How do small cryptocurrencies control spot prices and contract prices, thereby influencing funding rates?

This is one of the core tactics used by market manipulators in the crypto space, and it’s very worth understanding in depth.

Why are small-cap coins more easily manipulated?

Poor liquidity, small order books, small amounts of capital can significantly push prices up
Few retail investors, so manipulators often control large amounts of tokens
Both spot and futures markets have shallow depth

Manipulation breakdown

Method 1: Pump the spot → Drive up funding rates → Harvest longs
Market manipulators buy large amounts of spot tokens → Spot price rises
→ Futures follow the rally, longs rush in to chase
→ Futures price > Spot price (basis widens)
→ Funding rate turns positive and very high
→ Longs pay shorts continuously every 8 hours
→ The manipulator has already shorted futures at high levels
→ Collect funding fees + wait for a dump to profit

Method 2: Suppress the spot → Negative funding rate → Harvest shorts
Market manipulators dump spot tokens → Price drops
→ Retail investors panic and short, futures price < spot price
→ Funding rate turns negative
→ Shorts pay longs continuously
→ The manipulator holds spot longs + futures longs at low levels
→ Collect funding fees + wait for a rally to profit

Method 3: Create basis (the most sophisticated tactic)
Market manipulators can separately control the spot and futures markets:

Complete process of harvesting after funding rate is pushed high

① The manipulator establishes a long position in spot (accumulating at low levels)

② Small amounts of capital push up the spot price (small order book, low cost)

③ FOMO spreads, retail investors follow to long the futures

④ Futures premium widens, funding rate soars (0.3%~1%)

⑤ The manipulator shorts futures (hedging against spot)

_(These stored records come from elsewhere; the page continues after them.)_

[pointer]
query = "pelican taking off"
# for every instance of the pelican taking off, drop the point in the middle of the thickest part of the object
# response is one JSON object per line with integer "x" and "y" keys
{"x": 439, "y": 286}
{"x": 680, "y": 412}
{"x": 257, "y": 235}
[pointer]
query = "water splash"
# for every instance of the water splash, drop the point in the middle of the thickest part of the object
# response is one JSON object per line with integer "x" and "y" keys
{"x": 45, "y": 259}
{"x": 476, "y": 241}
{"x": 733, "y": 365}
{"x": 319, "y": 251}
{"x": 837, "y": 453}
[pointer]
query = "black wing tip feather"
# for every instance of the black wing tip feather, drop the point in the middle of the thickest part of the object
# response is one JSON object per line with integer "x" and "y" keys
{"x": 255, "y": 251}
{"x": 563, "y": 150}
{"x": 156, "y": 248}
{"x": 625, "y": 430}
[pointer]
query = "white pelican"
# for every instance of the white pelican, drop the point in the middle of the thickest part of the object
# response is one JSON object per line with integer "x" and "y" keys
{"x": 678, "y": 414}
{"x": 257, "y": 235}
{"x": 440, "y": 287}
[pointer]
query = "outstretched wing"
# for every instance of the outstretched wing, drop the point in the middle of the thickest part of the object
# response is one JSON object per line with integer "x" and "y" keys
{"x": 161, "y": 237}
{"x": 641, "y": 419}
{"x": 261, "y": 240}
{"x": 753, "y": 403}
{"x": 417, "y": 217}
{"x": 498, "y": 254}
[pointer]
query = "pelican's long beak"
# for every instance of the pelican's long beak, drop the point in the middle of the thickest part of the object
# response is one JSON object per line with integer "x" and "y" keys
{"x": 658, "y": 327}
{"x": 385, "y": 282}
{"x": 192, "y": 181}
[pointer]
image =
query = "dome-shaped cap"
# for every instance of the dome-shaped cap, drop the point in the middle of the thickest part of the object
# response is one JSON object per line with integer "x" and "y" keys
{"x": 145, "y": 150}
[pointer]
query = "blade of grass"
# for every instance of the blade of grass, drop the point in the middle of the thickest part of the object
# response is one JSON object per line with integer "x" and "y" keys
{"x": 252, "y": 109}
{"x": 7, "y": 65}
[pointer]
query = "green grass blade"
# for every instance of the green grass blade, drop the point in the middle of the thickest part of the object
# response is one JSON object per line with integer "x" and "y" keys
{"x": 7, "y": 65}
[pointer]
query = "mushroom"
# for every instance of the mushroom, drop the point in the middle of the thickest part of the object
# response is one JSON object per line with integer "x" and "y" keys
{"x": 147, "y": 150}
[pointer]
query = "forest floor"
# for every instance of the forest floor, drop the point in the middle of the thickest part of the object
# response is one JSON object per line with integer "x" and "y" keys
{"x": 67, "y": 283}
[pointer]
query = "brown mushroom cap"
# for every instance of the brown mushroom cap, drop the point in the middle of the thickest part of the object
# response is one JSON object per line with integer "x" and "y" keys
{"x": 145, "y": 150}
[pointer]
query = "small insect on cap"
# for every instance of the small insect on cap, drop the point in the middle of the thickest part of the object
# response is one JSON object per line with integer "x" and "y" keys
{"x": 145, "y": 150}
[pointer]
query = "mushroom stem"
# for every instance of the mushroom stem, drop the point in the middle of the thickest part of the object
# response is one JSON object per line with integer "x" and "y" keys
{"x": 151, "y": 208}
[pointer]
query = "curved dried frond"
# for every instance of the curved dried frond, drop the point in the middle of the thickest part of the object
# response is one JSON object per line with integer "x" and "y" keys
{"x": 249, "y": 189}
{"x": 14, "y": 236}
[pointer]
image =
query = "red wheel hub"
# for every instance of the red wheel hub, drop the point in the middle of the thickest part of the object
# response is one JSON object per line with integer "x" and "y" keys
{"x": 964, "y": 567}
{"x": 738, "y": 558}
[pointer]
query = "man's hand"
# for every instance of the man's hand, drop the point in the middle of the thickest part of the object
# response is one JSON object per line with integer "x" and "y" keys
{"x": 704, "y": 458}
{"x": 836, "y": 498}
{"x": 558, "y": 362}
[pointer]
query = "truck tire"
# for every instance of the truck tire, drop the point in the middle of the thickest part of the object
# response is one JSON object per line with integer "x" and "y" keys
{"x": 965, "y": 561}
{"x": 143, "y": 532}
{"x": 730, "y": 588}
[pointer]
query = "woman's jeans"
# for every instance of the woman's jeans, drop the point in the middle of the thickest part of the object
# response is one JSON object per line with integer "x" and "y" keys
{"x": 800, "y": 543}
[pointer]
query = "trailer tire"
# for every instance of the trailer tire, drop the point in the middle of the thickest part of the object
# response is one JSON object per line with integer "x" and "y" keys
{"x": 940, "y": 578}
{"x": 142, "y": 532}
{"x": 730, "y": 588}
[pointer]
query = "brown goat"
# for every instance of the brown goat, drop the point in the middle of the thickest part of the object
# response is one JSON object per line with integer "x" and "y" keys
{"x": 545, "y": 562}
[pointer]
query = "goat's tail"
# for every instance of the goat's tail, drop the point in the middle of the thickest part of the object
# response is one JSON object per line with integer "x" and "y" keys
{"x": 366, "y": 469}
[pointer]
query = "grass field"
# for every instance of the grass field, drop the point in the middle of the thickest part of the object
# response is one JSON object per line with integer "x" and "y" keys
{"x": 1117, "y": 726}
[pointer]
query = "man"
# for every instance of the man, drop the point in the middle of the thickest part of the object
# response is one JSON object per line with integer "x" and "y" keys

⑥ Collects the longs’ funding payments

⑦ When the time is right, dumps the market, causing futures longs to liquidate

⑧ The manipulator profits from short positions + re-enters spot at low levels

How can retail investors recognize this kind of manipulation?

Warning signs:

Funding rate continuously exceeds 0.3% without major positive news
Futures open interest (OI) rapidly increases but spot volume remains small
Significant basis appears between spot and futures prices (over 1%~2%)
Exchange depth is thin, large orders can instantly move the price

Tools to analyze data:

Coinglass → Check funding rates + open interest changes

Exchange order book depth → Observe bid-ask thickness
Spot/futures price comparison → Watch for basis

Core conclusion
The funding rate of small-cap coins is essentially a tax designed by market manipulators. Retail investors opening longs in a high-fee environment are effectively paying protection fees to manipulators every 8 hours, while also risking liquidation from dumps.
When participating in small-cap futures, if the funding rate exceeds 0.1%, be highly cautious, as this often indicates the market is severely out of balance.